Saturday, March 10, 2012

Content with Content but value in Values

The industry has set some new targets. We've been so focused on academic goals, it's time to bring back values. That's what I've been saying all along. In the practical sense, it's the way to go because what is abundant is cheap, and what is scarce is treasured. Today, Content (information/knowledge) is so abundant it's virtually free. What we've grown so scarce of is Values, and if we casually scan our immediate environment, it's clear how lacking we are in this basic human trait. So people who chase after Content, hoard it, and seek to capitalize on it are going to be disappointed in how little return they are going to get out of it. Those who will benefit most in the near future are those who have cultivated the right Values that can guide them in putting the freely abundant resource of Content to the best use.

By the way, I'm referring to Content and Values within the context of my pet subject, GP, hence I am looking at the issue as an academic working in the industry, not as a layman. Lately, campus has been looking to add value to our year-end results. Not that it hasn't been a preoccupation before, but now that our intake has been attracting increasingly better performing candidates, it's been getting harder to add value to our students year after year, since by their 'O's they are already doing well in their academic subjects.

It's difficult for us, especially, because we once had students who were happy enough to pass their 'A's; but now our students are aiming for top grades. Our strategies have to change, not in little increments any longer; we have to take bigger and bolder steps. I can only speak for my subject, so I will venture to examine how our grade rubrics work in order to suggest what else we might be doing to squeeze out that extra value to meet and exceed our new expectations.

Remember that there is little value in abundant resources and a much higher value in that which is scarce? Since Content is abundant to the max given our electronic information access and retrieval capabilities today, providing more Content for the kids to study adds little value to their learning. Content makes the difference between outright pass and fail, though, so there is still a bunch of students whom we must feed Content to and they must be content to just scrape through. But if we examine the GP rubric, the higher grades are attainable by exhibiting good judgement in evaluating Content knowledge based on strong moral principles backed up with logical reasoning, communicated clearly and succinctly to others.
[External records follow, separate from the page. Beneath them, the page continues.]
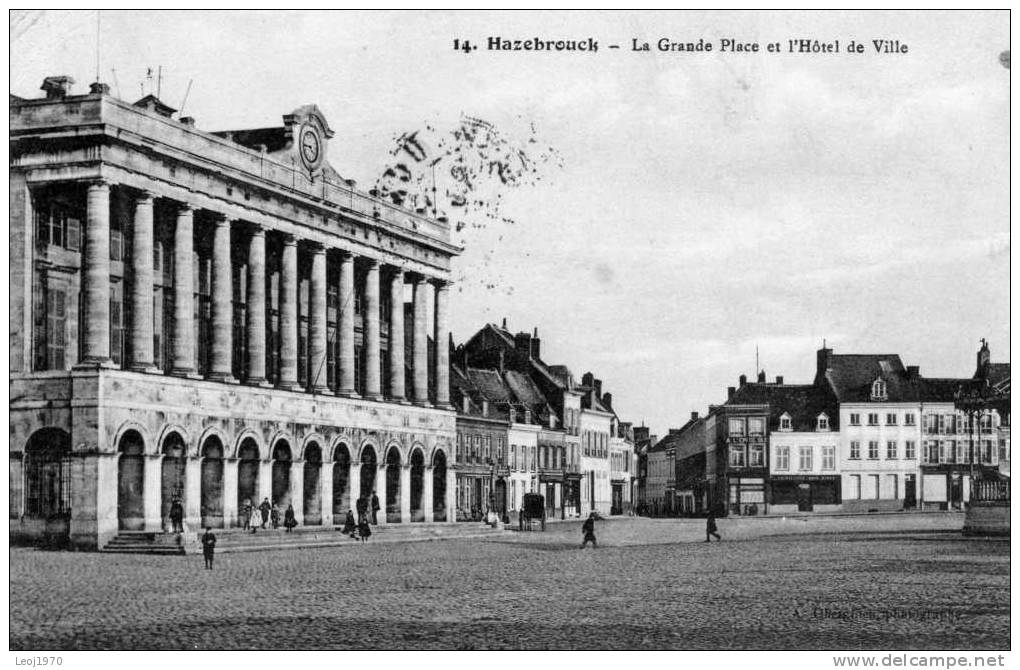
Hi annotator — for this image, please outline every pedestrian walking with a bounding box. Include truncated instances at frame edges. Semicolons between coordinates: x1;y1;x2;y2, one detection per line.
258;498;272;528
358;519;372;543
580;512;599;549
284;505;298;532
705;510;722;543
170;498;185;532
342;510;358;537
356;496;368;524
202;528;216;570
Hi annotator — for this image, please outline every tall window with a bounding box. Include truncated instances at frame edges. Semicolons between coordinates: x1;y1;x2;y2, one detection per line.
850;440;861;461
822;445;835;470
797;446;815;471
885;440;899;460
34;271;67;370
775;447;789;470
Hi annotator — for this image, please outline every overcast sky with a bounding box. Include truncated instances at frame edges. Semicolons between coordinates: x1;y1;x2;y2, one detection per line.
10;11;1010;435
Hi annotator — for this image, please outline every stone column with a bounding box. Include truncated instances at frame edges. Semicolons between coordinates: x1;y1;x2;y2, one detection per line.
82;182;111;366
185;458;202;531
436;281;453;409
344;462;370;513
289;461;305;526
131;192;156;372
377;462;387;525
421;465;436;523
390;267;407;402
223;458;238;528
246;226;266;385
308;245;329;394
319;461;332;526
337;254;357;398
142;454;165;532
400;463;412;523
171;203;195;376
364;260;383;400
446;463;457;523
278;236;298;391
209;215;237;383
412;276;431;407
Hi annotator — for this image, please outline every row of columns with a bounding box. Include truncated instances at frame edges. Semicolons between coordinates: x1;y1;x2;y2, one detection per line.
132;454;457;532
75;182;450;407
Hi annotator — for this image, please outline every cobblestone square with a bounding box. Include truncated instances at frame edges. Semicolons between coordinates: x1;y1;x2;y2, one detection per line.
10;515;1010;650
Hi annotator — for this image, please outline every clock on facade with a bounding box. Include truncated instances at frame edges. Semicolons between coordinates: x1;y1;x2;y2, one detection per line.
299;124;322;170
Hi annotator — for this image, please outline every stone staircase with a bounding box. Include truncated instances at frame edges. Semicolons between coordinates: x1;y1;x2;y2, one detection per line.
101;522;505;555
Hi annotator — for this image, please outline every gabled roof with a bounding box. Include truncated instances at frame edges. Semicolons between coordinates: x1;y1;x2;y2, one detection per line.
825;354;920;403
725;382;836;431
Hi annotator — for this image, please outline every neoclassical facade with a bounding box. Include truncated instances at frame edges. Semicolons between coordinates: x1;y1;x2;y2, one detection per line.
9;78;460;549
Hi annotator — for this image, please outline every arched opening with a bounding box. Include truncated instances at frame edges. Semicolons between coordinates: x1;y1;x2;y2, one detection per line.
358;447;378;498
117;430;145;530
159;432;188;529
432;451;447;521
302;443;322;526
333;445;354;524
24;428;71;519
271;440;293;511
238;437;259;520
200;435;223;528
411;449;425;521
386;447;401;523
493;477;507;519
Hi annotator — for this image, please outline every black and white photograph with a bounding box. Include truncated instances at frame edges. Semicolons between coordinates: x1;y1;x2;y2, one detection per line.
8;7;1012;656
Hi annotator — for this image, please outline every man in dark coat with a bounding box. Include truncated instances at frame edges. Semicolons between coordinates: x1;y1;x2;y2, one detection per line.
580;512;599;549
705;510;722;543
202;528;216;570
258;498;272;528
357;496;368;523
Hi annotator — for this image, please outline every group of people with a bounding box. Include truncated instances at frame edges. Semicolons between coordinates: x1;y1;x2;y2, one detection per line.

If we're wondering how we have the time to 'cover' so much Content and so much skills training in the slightly less than two years that we have with each cohort, I say we up the emphasis on the skills we are lacking in and downplay Content teaching (what most people are so worried about) which is so abundant, it's valueless. After all, in grading GP papers for so many years, it's clear that depth of content does not gain additional marks but instead distracts the candidate from responding to the main question who then fails to show evidence of thinking, reasoning, evaluating and communicating, thus resulting in mediocre to near-fail grades.

Let's be assured that knowing a little about many 'topics' makes a candidate more flexible in dealing with the tough moral questions that he or she will face at the 'A's than a candidate with a lot of knowledge about only a few pet topics. A daily scan of the news as a personal habit is much more beneficial to a student, because it allows him or her to participate in the up-to-the-minute global conversation, than a topical content package that provides a false sense of security. Such packages are more for assuaging guilt than they are useful in training young minds to become global citizens of the 21st century.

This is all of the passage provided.